Protective effects of zinc chelation in traumatic brain injury correlate with upregulation of neuroprotective genes in rat brain

Helen Hellmich, Christopher J. Frederickson, Douglas S. DeWitt, Ricardo Saban, Margaret O. Parsley, Rachael Stephenson, Marco Velasco, Tatsuo Uchida, Megumi Shimamura, Donald S. Prough

Research output: Contribution to journalArticlepeer-review

48 Scopus citations

Abstract

Chelation of excessive neuronal zinc ameliorates zinc neurotoxicity and reduces subsequent neuronal injury.

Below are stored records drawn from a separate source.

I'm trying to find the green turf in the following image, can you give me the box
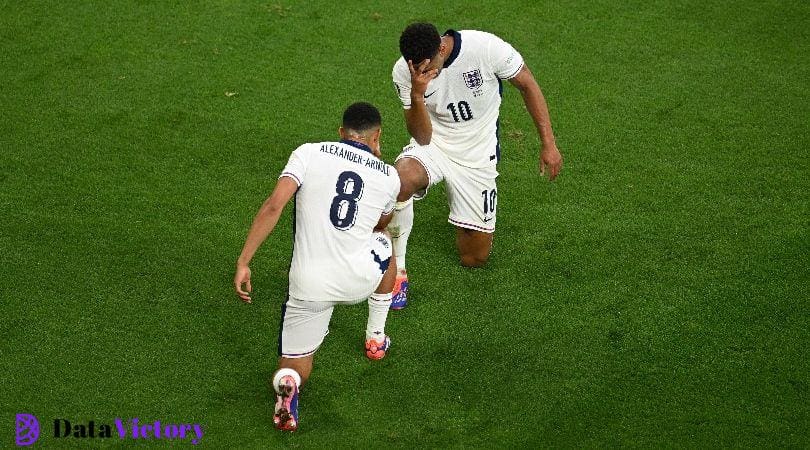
[1,0,808,447]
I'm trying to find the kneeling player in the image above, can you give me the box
[234,103,401,431]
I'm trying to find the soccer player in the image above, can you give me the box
[388,23,563,309]
[234,102,401,431]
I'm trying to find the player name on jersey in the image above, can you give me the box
[319,143,390,175]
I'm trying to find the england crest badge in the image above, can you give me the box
[462,69,483,90]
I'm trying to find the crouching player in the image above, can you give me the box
[234,102,400,431]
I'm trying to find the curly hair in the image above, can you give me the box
[399,22,441,64]
[342,102,381,133]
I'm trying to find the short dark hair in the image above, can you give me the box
[399,22,441,64]
[342,102,381,132]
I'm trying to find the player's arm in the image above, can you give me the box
[234,176,299,302]
[374,211,394,232]
[404,59,438,145]
[375,178,399,232]
[508,64,563,181]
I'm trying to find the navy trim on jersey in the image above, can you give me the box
[280,172,302,187]
[442,29,462,68]
[491,115,502,163]
[496,79,504,162]
[503,62,524,80]
[340,139,374,154]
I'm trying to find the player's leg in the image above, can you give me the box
[455,227,494,267]
[387,197,412,310]
[388,154,430,309]
[272,297,335,431]
[275,356,313,385]
[366,232,396,359]
[395,156,430,203]
[271,361,305,431]
[445,163,498,267]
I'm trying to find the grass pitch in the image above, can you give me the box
[1,0,808,447]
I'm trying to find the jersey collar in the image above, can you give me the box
[442,29,462,68]
[340,139,374,154]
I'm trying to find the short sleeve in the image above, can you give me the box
[489,34,524,80]
[279,144,311,186]
[392,59,413,109]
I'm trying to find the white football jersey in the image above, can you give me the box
[280,140,400,302]
[393,30,524,168]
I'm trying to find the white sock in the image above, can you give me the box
[272,368,301,393]
[366,292,392,340]
[388,198,413,272]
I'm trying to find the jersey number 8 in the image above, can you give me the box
[330,171,364,230]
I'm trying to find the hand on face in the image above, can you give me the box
[407,59,439,96]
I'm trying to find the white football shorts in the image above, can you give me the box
[397,142,498,233]
[278,232,392,358]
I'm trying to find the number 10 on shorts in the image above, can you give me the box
[482,189,497,217]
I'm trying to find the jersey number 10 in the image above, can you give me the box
[330,171,364,230]
[447,101,473,122]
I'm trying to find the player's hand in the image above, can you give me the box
[539,143,563,181]
[234,264,253,303]
[407,59,438,96]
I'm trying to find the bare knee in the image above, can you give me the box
[460,253,489,268]
[455,227,493,268]
[395,158,428,202]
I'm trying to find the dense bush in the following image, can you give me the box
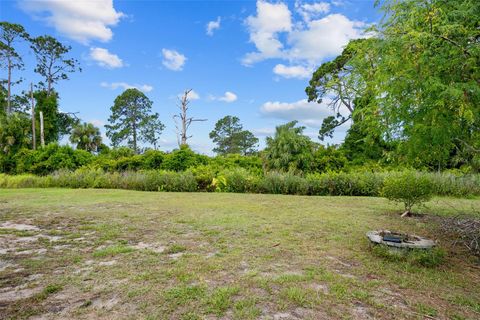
[259,172,308,195]
[14,144,94,175]
[307,171,384,196]
[4,142,479,201]
[215,168,258,193]
[382,171,434,214]
[161,146,209,171]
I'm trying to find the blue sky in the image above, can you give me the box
[1,0,380,154]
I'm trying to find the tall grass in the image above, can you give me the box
[0,170,479,197]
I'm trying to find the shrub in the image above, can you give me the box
[306,172,384,196]
[381,171,434,214]
[142,150,165,169]
[216,168,258,193]
[189,165,217,192]
[259,172,308,195]
[12,144,94,175]
[162,146,209,171]
[211,154,263,175]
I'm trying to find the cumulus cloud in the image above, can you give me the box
[296,1,330,22]
[242,1,292,65]
[206,17,221,36]
[19,0,124,44]
[100,82,153,93]
[260,99,327,127]
[161,49,186,71]
[243,1,366,77]
[210,91,238,103]
[89,47,123,68]
[177,90,200,100]
[273,64,312,79]
[260,97,352,129]
[287,14,365,63]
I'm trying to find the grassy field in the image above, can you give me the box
[0,189,479,320]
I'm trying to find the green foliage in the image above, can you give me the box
[307,171,384,196]
[13,143,93,175]
[259,172,309,195]
[382,171,434,213]
[215,168,258,193]
[34,90,78,144]
[264,121,314,173]
[0,112,31,172]
[70,122,102,153]
[313,145,347,173]
[373,0,480,169]
[105,88,164,153]
[30,35,80,93]
[209,116,258,155]
[1,169,479,198]
[0,22,30,114]
[162,145,209,171]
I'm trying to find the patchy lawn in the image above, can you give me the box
[0,189,479,320]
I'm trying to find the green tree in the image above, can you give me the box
[0,112,31,172]
[264,121,314,173]
[306,39,380,140]
[209,116,258,155]
[105,88,164,153]
[0,22,30,114]
[30,35,80,94]
[373,0,480,170]
[69,122,103,153]
[33,90,78,145]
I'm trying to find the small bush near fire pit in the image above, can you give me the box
[372,245,445,267]
[381,171,434,216]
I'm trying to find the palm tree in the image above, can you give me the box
[69,122,102,153]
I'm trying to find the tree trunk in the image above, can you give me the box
[7,58,11,114]
[401,210,411,218]
[30,83,36,150]
[40,111,45,147]
[132,100,138,153]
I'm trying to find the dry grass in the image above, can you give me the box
[0,188,479,319]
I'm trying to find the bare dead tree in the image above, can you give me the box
[173,89,206,147]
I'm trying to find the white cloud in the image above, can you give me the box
[89,47,123,68]
[206,17,221,36]
[287,14,365,63]
[161,49,186,71]
[100,82,153,93]
[210,91,238,103]
[242,0,292,65]
[243,1,366,72]
[19,0,124,44]
[260,97,352,129]
[273,64,312,79]
[260,99,327,127]
[296,1,330,22]
[177,90,200,100]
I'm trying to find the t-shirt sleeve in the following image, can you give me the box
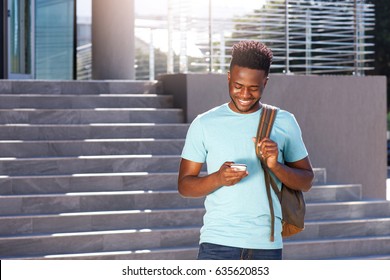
[181,116,207,163]
[283,113,309,163]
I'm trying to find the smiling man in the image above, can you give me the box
[178,40,314,260]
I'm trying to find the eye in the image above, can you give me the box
[234,84,243,89]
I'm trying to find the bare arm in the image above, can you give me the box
[258,138,314,192]
[178,159,248,198]
[270,157,314,192]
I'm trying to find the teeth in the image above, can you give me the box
[239,99,251,105]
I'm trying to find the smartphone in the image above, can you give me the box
[230,163,247,171]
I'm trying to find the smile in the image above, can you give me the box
[238,99,252,105]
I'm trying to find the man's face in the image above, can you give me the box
[228,65,268,114]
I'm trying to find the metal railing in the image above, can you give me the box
[76,43,92,80]
[134,0,374,79]
[76,0,375,80]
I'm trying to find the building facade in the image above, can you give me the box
[1,0,135,80]
[1,0,375,80]
[1,0,75,80]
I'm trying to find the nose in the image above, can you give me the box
[241,87,251,97]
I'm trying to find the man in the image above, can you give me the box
[178,40,314,260]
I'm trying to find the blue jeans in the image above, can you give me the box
[197,243,282,260]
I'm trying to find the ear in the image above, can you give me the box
[263,76,269,88]
[227,71,231,82]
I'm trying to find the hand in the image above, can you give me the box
[216,161,248,186]
[255,138,279,169]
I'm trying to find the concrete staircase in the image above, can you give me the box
[0,80,389,260]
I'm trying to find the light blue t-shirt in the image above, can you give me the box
[181,103,308,249]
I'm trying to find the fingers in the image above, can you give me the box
[218,162,248,186]
[257,138,275,155]
[224,170,248,186]
[256,138,279,167]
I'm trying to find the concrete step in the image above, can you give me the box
[283,236,390,260]
[0,169,327,195]
[0,155,182,176]
[0,190,387,218]
[0,208,205,236]
[0,94,173,109]
[0,108,184,124]
[0,172,180,195]
[0,226,200,259]
[0,123,189,140]
[7,246,390,260]
[305,200,390,220]
[0,155,326,179]
[3,227,390,260]
[2,209,389,241]
[0,191,205,215]
[304,184,362,202]
[0,139,185,157]
[329,254,390,260]
[2,246,199,260]
[287,217,390,240]
[0,156,327,182]
[0,80,160,95]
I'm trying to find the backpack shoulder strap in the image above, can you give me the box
[256,103,279,241]
[257,104,280,195]
[255,104,278,158]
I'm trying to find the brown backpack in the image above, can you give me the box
[255,104,306,241]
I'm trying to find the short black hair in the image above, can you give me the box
[230,41,273,75]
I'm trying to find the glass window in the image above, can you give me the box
[35,0,74,79]
[9,0,32,76]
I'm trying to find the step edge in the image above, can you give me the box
[284,235,390,245]
[0,225,202,240]
[0,189,181,198]
[0,245,199,260]
[0,207,205,219]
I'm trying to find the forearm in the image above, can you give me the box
[269,161,314,192]
[178,172,222,198]
[178,159,248,198]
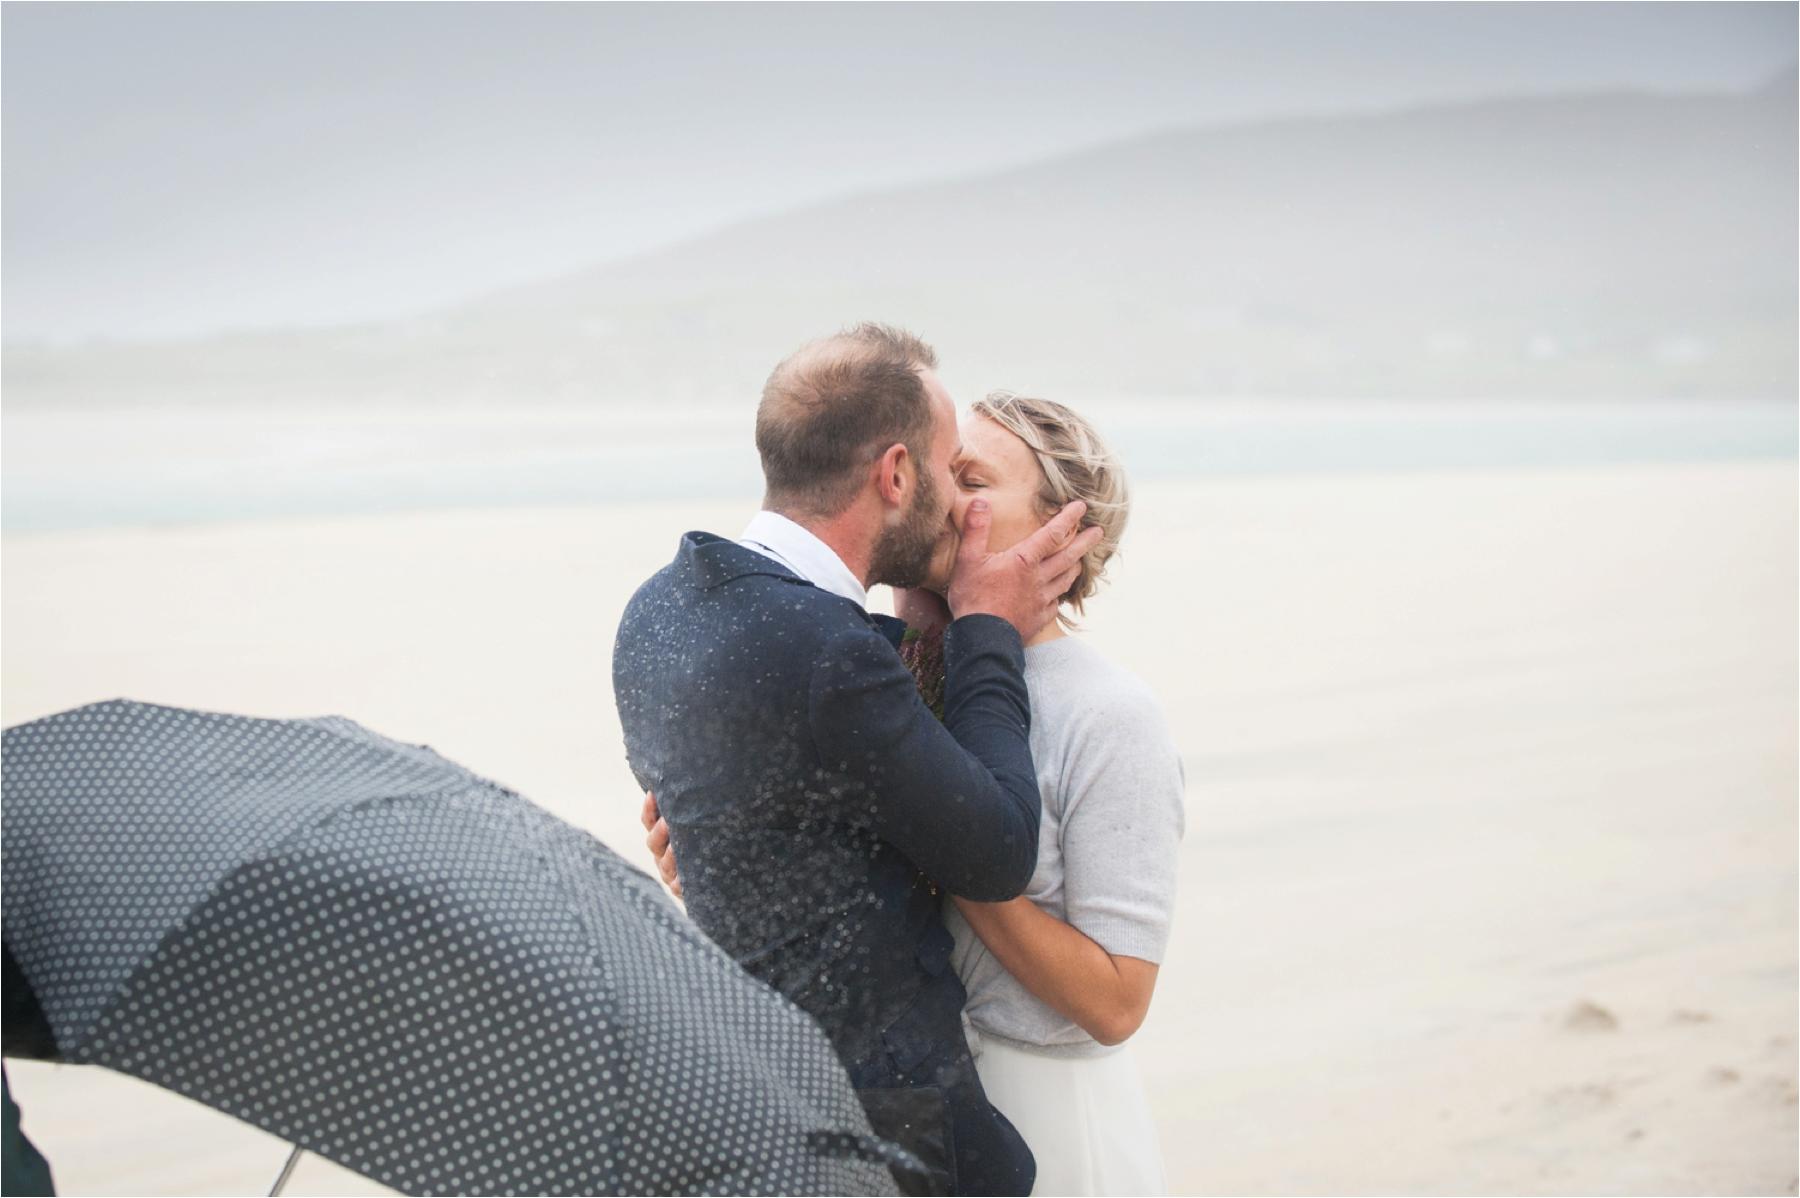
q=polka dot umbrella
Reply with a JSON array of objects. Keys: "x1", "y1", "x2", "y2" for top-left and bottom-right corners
[{"x1": 2, "y1": 700, "x2": 904, "y2": 1196}]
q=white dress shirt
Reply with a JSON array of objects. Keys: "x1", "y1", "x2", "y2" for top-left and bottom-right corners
[{"x1": 738, "y1": 510, "x2": 868, "y2": 611}]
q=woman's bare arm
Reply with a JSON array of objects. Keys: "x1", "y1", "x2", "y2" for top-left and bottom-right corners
[
  {"x1": 953, "y1": 895, "x2": 1158, "y2": 1046},
  {"x1": 653, "y1": 788, "x2": 1161, "y2": 1044}
]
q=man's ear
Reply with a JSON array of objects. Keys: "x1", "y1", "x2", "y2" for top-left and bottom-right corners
[{"x1": 873, "y1": 442, "x2": 911, "y2": 509}]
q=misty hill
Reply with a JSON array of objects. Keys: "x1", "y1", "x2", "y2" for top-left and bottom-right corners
[{"x1": 7, "y1": 73, "x2": 1795, "y2": 405}]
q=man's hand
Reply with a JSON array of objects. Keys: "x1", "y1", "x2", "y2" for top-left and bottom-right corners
[
  {"x1": 640, "y1": 791, "x2": 682, "y2": 899},
  {"x1": 946, "y1": 499, "x2": 1105, "y2": 641}
]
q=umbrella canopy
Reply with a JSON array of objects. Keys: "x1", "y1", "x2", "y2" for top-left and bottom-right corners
[{"x1": 2, "y1": 700, "x2": 900, "y2": 1196}]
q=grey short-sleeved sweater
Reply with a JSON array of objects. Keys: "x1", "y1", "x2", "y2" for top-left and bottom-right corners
[{"x1": 946, "y1": 635, "x2": 1187, "y2": 1058}]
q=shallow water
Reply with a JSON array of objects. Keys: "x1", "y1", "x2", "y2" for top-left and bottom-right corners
[{"x1": 3, "y1": 397, "x2": 1793, "y2": 532}]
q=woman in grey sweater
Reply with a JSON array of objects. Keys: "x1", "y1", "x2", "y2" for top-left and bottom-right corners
[{"x1": 898, "y1": 392, "x2": 1186, "y2": 1196}]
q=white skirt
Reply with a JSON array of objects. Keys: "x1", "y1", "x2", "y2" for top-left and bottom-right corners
[{"x1": 972, "y1": 1036, "x2": 1168, "y2": 1197}]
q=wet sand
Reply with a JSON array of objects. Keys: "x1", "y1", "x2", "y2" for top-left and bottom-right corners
[{"x1": 4, "y1": 460, "x2": 1795, "y2": 1195}]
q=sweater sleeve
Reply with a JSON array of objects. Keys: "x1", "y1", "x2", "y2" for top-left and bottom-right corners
[
  {"x1": 808, "y1": 613, "x2": 1041, "y2": 900},
  {"x1": 1057, "y1": 682, "x2": 1187, "y2": 963}
]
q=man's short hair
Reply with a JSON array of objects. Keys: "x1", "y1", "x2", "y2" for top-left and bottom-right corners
[{"x1": 755, "y1": 323, "x2": 941, "y2": 518}]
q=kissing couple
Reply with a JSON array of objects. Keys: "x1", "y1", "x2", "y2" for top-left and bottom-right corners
[{"x1": 613, "y1": 324, "x2": 1185, "y2": 1196}]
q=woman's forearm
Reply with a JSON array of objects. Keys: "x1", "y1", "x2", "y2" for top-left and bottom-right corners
[{"x1": 953, "y1": 896, "x2": 1157, "y2": 1046}]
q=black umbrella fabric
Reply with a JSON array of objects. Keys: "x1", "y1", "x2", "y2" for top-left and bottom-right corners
[{"x1": 1, "y1": 700, "x2": 900, "y2": 1196}]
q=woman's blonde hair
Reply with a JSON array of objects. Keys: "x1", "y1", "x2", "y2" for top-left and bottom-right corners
[{"x1": 968, "y1": 391, "x2": 1130, "y2": 628}]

To clarify the molecular mechanisms of this neuroprotective effect, we used a focused cDNA array of stress-response genes with zinc chelation (calcium EDTA) in our rat model of fluid percussion brain injury at 2 h, 24 h, and 7 days after injury. In parallel experiments, we compared neuronal cell death in TUNEL-stained brain sections in traumatized rats with and without calcium EDTA treatment. Zinc chelation induced the expression of several neuroprotective genes; neuroprotective gene expression correlated with substantially decreased numbers of TUNEL-positive cells.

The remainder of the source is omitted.